CO-SOLVENT-BASED SOURCE REMEDIATION APPROACHES
Susan C. Mravik (U.S. EPA, Ada, Oklahoma)
Guy W. Sewell and A.Lynn Wood (U.S. EPA, Ada, Oklahoma)
ABSTRACT: Field pilot scale studies have demonstrated that co-solvent-enhanced
in situ extraction can remove residual and free-phase nonaqueous phase liquid
(NAPL), but may leave levels of contaminants in the ground water and subsurface
formation higher than regulatory requirements for closure of a site. Various methods
of improving delivery and recovery of co-solvent mixtures and of facilitating in situ
mixing of these light remedial fluids with resident contaminants have been proposed
and are being investigated. However, it is unlikely that these improvements alone
will permit regulatory goals to be achieved via enhanced NAPL solubilization or
mobilization. Recent laboratory and field tests have examined the feasibility and
benefits of coupling co-solvent flushing with other remediation processes to achieve
acceptable cleanup goals. For example, the potential for residual co-solvent to
stimulate in situ biotreatment following partial dense nonaqueous phase liquid
(DNAPL) source removal by alcohol-induced dissolution was evaluated at a former
dry cleaner site in Jacksonville, Florida.

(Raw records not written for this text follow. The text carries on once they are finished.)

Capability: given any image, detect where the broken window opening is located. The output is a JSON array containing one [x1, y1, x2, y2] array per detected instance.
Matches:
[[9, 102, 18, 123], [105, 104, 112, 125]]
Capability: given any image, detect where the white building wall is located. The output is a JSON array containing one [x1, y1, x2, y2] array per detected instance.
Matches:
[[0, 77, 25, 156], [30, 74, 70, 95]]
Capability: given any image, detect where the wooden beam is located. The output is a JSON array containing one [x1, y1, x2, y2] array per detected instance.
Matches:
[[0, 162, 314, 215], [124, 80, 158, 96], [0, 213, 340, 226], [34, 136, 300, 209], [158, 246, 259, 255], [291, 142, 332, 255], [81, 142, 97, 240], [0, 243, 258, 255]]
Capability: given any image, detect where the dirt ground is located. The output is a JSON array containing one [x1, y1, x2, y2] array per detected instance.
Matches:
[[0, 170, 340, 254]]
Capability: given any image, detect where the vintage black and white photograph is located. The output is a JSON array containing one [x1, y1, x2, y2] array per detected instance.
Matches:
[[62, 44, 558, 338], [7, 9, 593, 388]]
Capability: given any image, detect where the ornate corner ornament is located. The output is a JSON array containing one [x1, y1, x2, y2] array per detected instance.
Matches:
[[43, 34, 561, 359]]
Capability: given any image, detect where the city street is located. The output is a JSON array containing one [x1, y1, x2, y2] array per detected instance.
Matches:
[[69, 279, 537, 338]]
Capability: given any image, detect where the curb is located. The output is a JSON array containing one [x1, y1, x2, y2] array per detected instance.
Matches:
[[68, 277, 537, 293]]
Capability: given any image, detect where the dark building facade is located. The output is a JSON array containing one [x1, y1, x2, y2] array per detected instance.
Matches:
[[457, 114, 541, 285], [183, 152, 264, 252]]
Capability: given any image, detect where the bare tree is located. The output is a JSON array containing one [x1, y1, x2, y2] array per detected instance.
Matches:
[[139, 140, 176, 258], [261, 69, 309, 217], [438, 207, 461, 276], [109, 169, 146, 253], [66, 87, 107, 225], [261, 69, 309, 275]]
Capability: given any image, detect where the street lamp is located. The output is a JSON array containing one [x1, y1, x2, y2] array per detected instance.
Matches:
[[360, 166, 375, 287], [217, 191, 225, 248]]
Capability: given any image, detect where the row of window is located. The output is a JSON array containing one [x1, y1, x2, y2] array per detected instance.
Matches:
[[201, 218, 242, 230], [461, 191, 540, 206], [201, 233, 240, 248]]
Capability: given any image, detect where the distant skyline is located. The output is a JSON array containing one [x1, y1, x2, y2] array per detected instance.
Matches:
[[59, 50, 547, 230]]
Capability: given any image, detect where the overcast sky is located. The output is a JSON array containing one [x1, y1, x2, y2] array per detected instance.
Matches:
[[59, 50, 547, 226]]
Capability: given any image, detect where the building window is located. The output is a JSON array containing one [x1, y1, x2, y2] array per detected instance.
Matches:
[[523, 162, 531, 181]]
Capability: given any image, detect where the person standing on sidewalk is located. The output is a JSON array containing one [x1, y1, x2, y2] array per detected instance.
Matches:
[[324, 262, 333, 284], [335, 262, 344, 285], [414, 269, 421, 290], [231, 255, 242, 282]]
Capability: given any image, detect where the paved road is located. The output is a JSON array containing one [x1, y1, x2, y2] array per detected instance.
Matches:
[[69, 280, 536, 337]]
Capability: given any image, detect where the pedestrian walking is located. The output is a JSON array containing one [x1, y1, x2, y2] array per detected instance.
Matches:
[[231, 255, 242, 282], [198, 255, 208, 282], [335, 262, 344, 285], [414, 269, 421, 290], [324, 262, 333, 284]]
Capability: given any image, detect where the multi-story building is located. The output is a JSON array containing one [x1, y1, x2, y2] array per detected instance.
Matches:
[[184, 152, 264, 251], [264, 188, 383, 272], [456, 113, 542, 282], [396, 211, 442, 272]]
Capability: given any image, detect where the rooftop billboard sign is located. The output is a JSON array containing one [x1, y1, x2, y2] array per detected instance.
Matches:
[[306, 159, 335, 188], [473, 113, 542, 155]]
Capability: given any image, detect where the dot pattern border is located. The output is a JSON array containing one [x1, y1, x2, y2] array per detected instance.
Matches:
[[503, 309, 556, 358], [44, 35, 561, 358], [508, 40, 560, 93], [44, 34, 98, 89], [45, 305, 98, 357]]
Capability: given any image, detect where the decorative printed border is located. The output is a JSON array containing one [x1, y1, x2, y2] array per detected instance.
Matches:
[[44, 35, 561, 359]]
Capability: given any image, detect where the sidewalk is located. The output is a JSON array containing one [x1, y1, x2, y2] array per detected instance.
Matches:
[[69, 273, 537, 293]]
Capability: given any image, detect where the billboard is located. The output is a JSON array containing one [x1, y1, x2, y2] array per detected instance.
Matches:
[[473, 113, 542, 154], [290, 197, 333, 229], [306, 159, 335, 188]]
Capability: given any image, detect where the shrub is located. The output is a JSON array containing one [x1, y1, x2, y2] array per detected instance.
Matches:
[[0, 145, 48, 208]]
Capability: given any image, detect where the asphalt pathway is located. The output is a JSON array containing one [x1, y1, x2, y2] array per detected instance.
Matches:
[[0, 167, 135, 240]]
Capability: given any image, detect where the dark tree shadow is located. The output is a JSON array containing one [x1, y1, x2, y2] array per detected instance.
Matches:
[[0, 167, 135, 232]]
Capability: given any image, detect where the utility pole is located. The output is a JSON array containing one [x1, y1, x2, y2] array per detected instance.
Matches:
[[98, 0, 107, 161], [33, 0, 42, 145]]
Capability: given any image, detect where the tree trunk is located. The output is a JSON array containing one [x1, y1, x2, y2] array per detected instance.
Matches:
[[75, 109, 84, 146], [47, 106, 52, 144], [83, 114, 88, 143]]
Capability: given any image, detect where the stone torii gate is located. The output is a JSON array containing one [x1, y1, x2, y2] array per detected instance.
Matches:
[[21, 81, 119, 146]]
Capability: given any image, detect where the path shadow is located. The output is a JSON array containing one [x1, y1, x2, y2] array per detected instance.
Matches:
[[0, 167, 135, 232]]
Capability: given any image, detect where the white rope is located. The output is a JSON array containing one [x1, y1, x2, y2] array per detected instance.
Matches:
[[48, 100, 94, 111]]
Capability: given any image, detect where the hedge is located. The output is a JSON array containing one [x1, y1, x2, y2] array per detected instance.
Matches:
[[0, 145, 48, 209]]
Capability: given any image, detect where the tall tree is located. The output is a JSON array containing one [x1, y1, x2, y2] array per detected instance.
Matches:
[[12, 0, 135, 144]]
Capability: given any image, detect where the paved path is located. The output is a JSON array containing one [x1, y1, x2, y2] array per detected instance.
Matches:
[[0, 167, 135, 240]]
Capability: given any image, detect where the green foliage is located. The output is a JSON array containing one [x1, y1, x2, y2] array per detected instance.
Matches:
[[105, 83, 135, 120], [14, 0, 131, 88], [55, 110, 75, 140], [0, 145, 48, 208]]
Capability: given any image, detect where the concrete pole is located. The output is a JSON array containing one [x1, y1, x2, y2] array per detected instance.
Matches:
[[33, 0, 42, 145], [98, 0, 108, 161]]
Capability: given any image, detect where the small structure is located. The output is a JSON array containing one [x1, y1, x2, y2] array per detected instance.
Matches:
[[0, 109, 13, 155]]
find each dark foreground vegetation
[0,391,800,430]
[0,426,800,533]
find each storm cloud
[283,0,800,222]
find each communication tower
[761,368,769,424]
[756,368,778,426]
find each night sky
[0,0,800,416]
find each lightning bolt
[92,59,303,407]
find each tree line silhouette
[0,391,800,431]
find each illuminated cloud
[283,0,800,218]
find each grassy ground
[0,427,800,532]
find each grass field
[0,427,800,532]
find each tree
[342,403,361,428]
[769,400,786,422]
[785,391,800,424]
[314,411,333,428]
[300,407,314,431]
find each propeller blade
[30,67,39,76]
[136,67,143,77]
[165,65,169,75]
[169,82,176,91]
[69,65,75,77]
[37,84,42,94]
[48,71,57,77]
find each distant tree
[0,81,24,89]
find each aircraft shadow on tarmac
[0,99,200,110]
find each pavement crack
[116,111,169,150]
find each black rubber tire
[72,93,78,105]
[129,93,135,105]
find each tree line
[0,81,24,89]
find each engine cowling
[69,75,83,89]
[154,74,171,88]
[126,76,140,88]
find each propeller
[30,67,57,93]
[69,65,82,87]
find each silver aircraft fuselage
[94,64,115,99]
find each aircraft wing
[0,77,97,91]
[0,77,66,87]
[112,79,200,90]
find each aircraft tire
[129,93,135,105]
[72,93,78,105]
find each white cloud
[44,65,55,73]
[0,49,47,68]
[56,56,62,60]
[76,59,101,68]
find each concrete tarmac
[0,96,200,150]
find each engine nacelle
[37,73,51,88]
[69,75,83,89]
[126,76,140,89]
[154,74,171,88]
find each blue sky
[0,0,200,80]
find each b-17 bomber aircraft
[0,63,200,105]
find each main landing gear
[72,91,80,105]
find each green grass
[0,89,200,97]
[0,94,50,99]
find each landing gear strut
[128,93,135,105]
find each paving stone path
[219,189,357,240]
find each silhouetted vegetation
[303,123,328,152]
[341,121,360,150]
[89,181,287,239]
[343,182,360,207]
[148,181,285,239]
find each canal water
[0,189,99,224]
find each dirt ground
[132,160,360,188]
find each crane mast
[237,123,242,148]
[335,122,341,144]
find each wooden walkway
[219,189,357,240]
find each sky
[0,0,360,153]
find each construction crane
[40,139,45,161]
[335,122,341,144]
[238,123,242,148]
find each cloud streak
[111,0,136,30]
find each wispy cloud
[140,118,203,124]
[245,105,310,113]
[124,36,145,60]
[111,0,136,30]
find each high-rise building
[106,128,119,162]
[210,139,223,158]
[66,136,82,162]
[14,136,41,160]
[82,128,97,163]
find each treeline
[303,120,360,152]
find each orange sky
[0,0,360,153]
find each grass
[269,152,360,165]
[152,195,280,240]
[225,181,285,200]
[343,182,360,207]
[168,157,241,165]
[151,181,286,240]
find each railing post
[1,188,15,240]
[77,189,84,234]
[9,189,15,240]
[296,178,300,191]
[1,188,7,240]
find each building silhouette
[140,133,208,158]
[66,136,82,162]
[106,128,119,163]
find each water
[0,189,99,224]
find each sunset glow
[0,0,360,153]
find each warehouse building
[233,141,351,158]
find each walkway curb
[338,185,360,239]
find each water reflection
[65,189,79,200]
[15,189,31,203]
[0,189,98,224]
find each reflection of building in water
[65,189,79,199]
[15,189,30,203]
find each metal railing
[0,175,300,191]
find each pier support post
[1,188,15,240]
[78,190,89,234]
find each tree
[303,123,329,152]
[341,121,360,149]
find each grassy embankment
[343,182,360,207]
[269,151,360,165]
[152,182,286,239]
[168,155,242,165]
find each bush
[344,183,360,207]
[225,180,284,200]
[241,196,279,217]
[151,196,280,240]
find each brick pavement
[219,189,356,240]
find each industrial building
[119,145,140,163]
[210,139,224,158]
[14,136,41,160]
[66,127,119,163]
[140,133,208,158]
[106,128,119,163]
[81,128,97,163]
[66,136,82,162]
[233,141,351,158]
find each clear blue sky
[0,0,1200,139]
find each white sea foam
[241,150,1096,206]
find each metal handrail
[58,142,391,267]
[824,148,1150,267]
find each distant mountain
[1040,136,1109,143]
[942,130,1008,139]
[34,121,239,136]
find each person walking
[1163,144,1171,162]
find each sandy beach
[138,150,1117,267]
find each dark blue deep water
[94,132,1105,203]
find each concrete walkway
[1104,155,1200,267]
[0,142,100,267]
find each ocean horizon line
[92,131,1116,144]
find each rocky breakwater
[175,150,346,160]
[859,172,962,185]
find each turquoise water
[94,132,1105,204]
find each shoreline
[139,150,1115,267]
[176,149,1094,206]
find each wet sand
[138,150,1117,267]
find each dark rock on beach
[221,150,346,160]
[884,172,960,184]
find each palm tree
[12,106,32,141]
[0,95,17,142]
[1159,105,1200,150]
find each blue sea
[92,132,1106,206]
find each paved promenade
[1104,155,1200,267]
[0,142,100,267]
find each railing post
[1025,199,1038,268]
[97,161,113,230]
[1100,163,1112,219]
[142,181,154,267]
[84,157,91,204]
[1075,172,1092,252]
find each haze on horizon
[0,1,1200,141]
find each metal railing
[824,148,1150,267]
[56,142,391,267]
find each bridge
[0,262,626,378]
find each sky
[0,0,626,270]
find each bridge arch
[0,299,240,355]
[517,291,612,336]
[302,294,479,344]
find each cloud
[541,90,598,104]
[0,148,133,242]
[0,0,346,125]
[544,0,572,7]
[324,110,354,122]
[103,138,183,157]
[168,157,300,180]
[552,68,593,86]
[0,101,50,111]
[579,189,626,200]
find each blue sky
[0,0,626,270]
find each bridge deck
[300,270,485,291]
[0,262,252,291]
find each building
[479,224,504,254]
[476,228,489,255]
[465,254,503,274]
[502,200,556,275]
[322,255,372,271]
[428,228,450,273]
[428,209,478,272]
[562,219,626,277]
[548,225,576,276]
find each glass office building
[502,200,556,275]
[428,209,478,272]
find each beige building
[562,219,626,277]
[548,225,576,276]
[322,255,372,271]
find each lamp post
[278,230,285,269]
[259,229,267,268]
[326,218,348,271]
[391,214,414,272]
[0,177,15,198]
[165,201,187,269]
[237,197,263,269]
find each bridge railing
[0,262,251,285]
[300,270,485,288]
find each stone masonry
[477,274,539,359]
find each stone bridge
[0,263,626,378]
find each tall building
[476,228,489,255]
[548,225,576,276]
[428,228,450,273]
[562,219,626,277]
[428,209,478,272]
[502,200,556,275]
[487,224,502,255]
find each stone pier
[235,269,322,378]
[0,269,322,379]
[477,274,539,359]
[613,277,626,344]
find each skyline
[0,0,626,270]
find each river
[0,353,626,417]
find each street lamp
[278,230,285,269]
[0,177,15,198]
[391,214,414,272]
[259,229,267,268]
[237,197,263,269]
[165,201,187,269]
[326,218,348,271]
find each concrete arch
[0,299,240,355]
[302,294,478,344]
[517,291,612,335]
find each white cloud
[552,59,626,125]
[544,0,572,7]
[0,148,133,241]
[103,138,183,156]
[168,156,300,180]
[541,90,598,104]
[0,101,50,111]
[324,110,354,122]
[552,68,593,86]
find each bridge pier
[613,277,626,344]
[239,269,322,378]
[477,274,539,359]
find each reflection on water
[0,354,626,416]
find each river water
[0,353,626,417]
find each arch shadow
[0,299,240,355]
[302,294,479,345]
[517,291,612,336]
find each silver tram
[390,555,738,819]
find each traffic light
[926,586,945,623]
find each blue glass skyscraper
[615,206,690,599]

Contaminant and geochemical monitoring
at the site suggests that biotransformation of the tetrachloroethvlene (PCE) was
enhanced and significant levels of cw-diehloroethylene (c/s-DCE) were produced in
areas exposed to residual co-solvent.
INTRODUCTION
Chlorinated solvents were used and released to the environment in massive
amounts during the 1950's, 60's, and 70's. These contaminants have migrated
through the subsurface and impacted ground water at over 1000 DoD sites. Their
widespread use and the physical/chemical properties of these compounds have
resulted in the chloroethenes being the most commonly detected class of organic
contaminants in ground water. Parent chloroethenes (PCE and TCE) can become
human health hazards after being processed in the human liver or via reductive
dehalogenation in the environment. This has generated a high degree of interest in
efficient and cost effective technologies which can be used to remediate soils and
ground waters contaminated with PCE and TCE.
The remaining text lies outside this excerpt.